I am trying to write a model that has the input vector of one embedding (say $$E_1$$) and predicts the corresponding vector in the second embedding $$E_2$$. Both are n-dimensional real dense vectors $$\mathbb{R}^n$$.

Concretely one is a skipgram word embedding, and the other is a node2vec graph embedding. I have approximately 30 000 training examples that provide a mapping between the two. Since they are both just real vectors, it seems like a trivial task to write a simple MLP that learns the non-linear transformation of one to the other (I actually don't really care about over fitting here, since the domain is closed).

However, I can't seem to get it to work properly.

In Keras, naively something like this should work:

in = Input(e1_dim)
hidden = Dense(some_value, activation="tanh")(in)
out = Dense(e2_dim)(hidden)


I have tried adding more hidden layers, but I think my problem lies with the fact that the input and output vectors are in the domain (-1,1), and so the choice of initializer, loss function, and activation function is critical.

I have tried setting the initializer to RandomUniform, but still no good results. For loss I have tried MAE en cosine_proximity, but both seem to produce terrible results. In particular cosine_proximity seems to not get above -0.5 which might be a sign. Any thoughts on the choice of architecture and loss function for mapping one embedding onto another (essentially a high-dimensional non-linear regression?)

## 1 Answer

You should take into account a few factors:

• some_value is key here. You should probably choose a value greater than e1_dim and e2_dim. This may be a problem due to the large memory needs for high embedding dimensionalities.
• if e2_dim is bounded to $$(-1,+1)$$, you may want to set a tanh activation in the last layer (i.e. after Dense(e2_dim)). With that in place, you may want to replace the activation of the hidden layer with a ReLU, to avoid squashing the gradients unnecessarily.
• If your embeddings are directional, or they are in the unit ball, then you should be fine with cosine_proximity. Maybe a better option would be to use the von Mises-Fischer distance, but I think it's not straightforward. Otherwise, you may try World-Mover's Distance.

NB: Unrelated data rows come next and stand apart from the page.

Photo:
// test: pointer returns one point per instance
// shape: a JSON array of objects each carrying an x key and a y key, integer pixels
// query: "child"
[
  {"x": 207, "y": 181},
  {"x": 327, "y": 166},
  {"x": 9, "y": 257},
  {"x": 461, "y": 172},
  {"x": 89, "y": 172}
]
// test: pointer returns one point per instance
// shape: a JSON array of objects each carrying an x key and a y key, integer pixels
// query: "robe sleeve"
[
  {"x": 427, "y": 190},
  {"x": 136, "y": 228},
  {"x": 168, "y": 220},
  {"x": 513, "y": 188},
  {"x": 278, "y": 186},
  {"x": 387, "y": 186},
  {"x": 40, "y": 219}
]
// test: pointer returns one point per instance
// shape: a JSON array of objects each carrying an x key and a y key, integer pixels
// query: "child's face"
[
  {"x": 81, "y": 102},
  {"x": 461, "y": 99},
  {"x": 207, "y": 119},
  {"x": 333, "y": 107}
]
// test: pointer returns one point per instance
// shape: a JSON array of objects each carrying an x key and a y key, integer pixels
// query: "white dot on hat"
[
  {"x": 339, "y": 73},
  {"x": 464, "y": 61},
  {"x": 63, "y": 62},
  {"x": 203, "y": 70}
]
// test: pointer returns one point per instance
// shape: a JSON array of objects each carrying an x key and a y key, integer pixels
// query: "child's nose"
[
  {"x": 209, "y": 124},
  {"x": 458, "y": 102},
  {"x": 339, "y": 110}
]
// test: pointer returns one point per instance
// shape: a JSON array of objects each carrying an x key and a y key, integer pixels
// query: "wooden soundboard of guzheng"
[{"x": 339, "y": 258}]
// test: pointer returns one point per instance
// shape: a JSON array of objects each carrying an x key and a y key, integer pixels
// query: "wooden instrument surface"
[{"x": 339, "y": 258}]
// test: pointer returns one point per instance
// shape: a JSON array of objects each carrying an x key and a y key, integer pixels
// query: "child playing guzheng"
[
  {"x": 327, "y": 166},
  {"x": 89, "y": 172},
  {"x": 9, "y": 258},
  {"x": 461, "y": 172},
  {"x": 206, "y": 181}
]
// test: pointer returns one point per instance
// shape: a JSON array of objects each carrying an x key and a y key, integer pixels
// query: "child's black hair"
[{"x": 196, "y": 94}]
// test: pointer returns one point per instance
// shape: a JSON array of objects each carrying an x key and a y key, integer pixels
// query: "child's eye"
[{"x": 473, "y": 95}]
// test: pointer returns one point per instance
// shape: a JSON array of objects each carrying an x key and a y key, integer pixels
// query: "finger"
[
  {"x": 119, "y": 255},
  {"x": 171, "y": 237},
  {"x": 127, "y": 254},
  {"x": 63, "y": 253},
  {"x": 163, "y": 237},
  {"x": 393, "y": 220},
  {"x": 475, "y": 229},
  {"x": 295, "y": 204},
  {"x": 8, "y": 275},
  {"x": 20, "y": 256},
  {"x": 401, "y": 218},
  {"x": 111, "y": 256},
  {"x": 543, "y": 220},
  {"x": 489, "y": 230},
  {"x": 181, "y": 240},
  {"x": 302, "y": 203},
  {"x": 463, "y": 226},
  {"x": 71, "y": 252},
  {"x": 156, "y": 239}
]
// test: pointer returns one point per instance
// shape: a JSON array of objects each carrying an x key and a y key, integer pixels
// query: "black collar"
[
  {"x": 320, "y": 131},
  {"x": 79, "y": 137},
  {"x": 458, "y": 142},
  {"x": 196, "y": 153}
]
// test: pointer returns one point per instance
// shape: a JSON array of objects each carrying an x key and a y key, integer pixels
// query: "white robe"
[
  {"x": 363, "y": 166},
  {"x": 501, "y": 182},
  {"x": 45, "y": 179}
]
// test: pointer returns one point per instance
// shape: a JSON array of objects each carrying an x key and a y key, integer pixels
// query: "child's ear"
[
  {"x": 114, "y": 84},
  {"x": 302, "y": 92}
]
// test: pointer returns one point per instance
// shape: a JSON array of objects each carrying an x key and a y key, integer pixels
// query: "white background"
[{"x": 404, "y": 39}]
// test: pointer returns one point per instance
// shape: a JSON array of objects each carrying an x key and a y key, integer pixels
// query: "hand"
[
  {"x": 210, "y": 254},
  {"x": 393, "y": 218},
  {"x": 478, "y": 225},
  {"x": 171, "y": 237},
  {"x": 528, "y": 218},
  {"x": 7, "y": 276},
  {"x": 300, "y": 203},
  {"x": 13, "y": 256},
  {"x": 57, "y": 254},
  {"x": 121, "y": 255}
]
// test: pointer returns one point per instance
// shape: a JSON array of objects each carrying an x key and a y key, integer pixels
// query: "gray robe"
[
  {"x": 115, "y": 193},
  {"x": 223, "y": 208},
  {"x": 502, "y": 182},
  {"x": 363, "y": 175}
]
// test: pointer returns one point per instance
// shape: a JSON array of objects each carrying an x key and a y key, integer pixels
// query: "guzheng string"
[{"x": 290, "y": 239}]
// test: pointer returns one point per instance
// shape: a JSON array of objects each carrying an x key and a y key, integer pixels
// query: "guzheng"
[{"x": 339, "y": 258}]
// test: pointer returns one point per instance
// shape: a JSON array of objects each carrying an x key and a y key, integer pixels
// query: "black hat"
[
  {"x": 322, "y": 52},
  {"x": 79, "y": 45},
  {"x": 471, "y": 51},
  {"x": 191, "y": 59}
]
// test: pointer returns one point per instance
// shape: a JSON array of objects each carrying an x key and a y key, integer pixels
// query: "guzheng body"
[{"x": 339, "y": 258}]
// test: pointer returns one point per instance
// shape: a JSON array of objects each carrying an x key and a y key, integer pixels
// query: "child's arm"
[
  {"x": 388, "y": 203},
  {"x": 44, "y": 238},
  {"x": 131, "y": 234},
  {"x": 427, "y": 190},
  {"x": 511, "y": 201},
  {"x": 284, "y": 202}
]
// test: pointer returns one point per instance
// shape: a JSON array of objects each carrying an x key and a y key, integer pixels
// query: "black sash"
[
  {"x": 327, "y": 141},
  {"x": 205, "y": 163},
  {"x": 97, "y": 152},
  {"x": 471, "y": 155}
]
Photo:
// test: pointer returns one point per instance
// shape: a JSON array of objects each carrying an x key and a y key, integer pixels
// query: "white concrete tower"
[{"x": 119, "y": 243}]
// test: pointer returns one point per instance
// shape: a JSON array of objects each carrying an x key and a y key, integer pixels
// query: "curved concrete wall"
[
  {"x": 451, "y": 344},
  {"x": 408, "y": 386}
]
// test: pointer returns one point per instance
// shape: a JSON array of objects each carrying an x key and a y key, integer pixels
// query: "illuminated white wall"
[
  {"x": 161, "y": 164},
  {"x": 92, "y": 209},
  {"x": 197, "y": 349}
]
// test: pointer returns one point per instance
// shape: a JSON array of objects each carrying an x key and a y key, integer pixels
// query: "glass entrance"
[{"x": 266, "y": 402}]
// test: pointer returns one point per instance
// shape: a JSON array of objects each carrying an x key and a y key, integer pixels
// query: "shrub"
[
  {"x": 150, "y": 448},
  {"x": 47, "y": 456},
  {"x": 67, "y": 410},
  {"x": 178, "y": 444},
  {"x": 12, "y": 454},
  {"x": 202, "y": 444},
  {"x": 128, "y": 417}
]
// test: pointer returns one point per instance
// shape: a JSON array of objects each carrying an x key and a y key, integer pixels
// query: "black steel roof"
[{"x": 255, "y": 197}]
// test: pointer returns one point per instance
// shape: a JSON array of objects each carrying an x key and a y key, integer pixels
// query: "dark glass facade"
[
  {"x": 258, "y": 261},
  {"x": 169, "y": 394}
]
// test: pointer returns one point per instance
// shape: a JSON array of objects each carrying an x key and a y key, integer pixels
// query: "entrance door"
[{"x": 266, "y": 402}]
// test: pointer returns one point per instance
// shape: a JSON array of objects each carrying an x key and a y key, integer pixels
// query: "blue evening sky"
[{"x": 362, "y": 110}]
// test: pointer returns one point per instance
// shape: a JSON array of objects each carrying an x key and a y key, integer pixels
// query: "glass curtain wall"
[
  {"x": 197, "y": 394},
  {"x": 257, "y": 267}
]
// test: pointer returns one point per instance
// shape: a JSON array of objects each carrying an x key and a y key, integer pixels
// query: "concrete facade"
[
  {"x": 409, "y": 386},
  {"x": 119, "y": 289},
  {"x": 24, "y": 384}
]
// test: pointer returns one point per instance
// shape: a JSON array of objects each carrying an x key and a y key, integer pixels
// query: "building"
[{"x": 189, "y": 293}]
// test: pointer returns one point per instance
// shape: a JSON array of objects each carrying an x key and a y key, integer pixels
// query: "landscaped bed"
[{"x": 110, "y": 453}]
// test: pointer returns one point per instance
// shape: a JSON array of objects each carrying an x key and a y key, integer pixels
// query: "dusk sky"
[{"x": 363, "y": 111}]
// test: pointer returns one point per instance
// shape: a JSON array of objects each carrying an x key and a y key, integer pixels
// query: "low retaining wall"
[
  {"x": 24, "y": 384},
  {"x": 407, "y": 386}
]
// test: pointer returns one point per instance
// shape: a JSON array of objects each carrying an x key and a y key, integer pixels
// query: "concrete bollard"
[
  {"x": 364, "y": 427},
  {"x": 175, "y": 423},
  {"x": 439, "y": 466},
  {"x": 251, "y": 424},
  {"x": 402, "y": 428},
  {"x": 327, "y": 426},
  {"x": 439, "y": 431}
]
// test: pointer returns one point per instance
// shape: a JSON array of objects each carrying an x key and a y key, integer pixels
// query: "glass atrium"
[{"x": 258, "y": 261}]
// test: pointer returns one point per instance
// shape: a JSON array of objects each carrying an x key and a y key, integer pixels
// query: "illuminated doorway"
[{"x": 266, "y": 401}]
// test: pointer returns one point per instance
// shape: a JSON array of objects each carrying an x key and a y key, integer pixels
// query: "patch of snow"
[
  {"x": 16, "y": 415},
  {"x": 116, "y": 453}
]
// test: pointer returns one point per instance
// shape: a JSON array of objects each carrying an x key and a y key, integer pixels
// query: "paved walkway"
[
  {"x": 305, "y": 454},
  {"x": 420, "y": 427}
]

That being said, a lot of embedded space mapping works out there assume that the embedded spaces are approximately isomorphic and just go ahead with a linear transformation. You may want to have a look at the relevant bilingual embedding mapping literature; you may start with the work by Artetxe et al., 2016. I don't know if the mentioned assumption is met to any degree in your scenario (skipgram $$\leftrightarrow$$ node2vec), but you may assess this with the VF2 algorithm, like Artetxe et al. did.